Open-source Software and Localization

An introduction to OSS and
its impact on the language industry


FRANK BERGMANN


Open-source software (OSS) is already part of the mainstream information technology. Most medium-sized and large companies in the world are already using it in some way or another. Apart from being cheaper, OSS is considered to be more secure and more flexible than its commercial counterparts. Corporate customers love the independence from a particular software vendor and the possibility to customize the software to the company's needs, thus making it difficult for closed-software providers to compete with OSS.

However, OSS just recently became the candidate for "the next big thing" in the IT industry, the driver of a major wave of change that might radically alter the market forces, comparable only to the introduction of the PC or the internet. But this time, the revolution is not that much about technology, but about the business models of the IT companies. This article explores some of these potential changes and how they might affect localization customers and providers.

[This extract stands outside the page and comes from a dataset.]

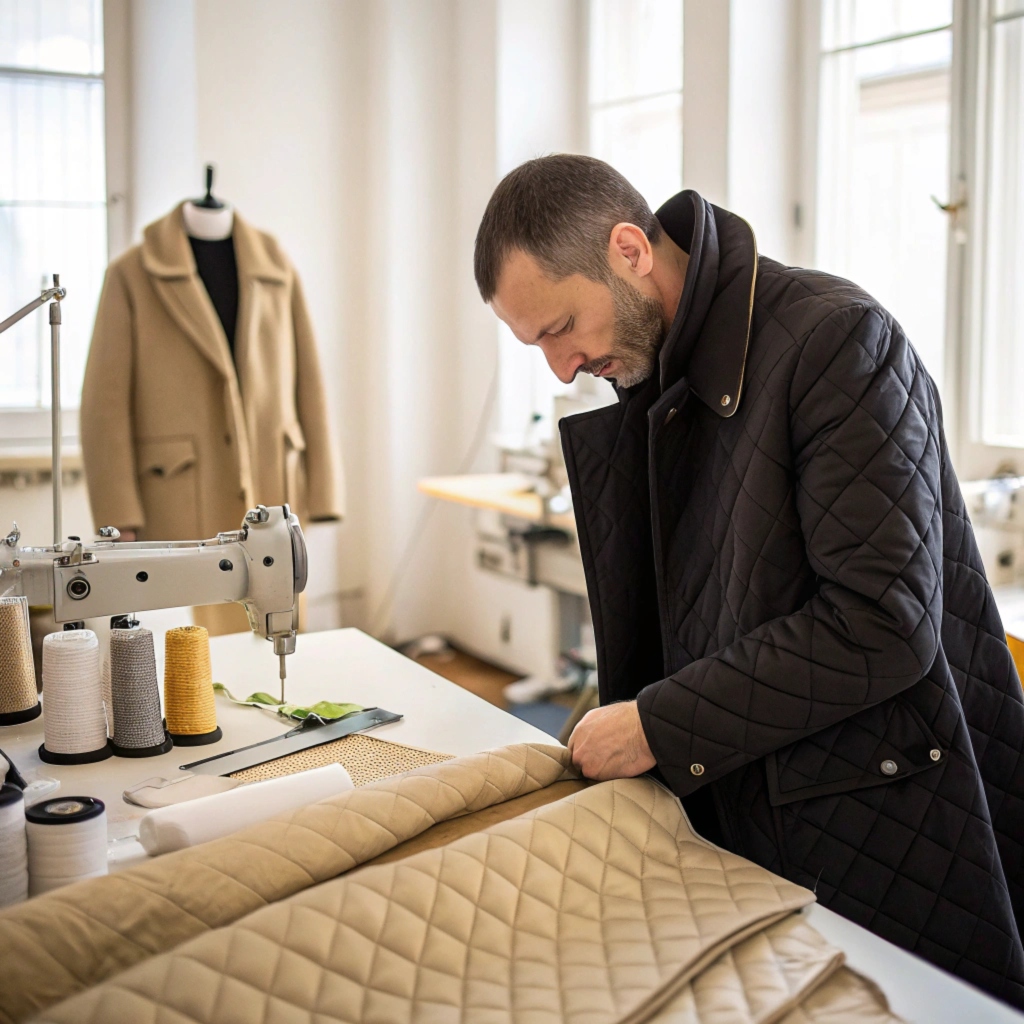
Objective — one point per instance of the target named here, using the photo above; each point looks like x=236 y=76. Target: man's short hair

The Rise of Open-source Software

Before starting to discuss the impact of OSS on the software localization process, we need to understand how OSS went from its roots to conquest of the corporate world. OSS was "born" in the 1960s and 1970s in the university and research environment. Researchers started to use computer programs for their activities and, working in a non-competitive environment, began to share the resulting computer programs among them just as they shared their research findings. These groups of collaborating software developers are today known as "open-source developer communities."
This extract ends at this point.